Presentation Information

[II-CSY5-6]Keynote Lecture : 県保健医療行政から見た小児循環器病対策

圓尾 文子 (兵庫県保健医療部)
PDF DownloadDownload PDF

Keywords:

児童福祉法,小児慢性特定疾患,難病対策

兵庫県が行う小児循環器患者対策は①児童福祉法に基づく医療費助成、②地域における保健医療福祉の充実・連携、③医療体制の整備の3本柱で推進している。①の医療助成は患者が居住地の健康福祉事務所(保健所)や保健センターで申請し、神戸市以外の40市町の分は県疾病対策課で保険者照会し、必要に応じて審査会を経て認定者には受給者証を発送している。
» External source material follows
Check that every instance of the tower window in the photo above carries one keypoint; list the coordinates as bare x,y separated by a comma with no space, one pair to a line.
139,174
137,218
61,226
この申請に係る臨床調査個人票(診断書)は県知事が指定した小児慢性特定疾病指定医が作成し、診療は指定医療機関で行われた場合に医療費助成対象となる。②に関しては、申請時に居住地域の保健所や保健センターで保健師等が関わりをもつことによりその後の相談支援につながることが可能である。③については(1)難病医療ネットワーク支援事業、(2)移行期医療支援体制整備事業、(3) 難病の医療に関する調査及び研究の推進を行っており、神戸大学付属病院に移行期医療センターを設置している。移行期医療センターでは患者相談に加え、移行期医療に関する研究会の運営に加えて県内医療機関への移行期患者受け入れ意向のアンケート等を行い移行期医療体制整備を進めている。一方、行政の課題として都道府県によって保健医療および福祉に携わる組織体制が異なり、また部署名も違うため医療従事者や患者にとって分かりにくいこと、また組織体制によっては部署間連携が乏しく医療から福祉など、サービスに切れ目ない支援体制を提供することがしにくいことなどが挙げられる。行政、医療機関等の診療体制、生活に関わる関係機関が連携を強化し、患児が生まれてから高齢者になるまで誰も取り残されず安心して長生きできる社会を目指している。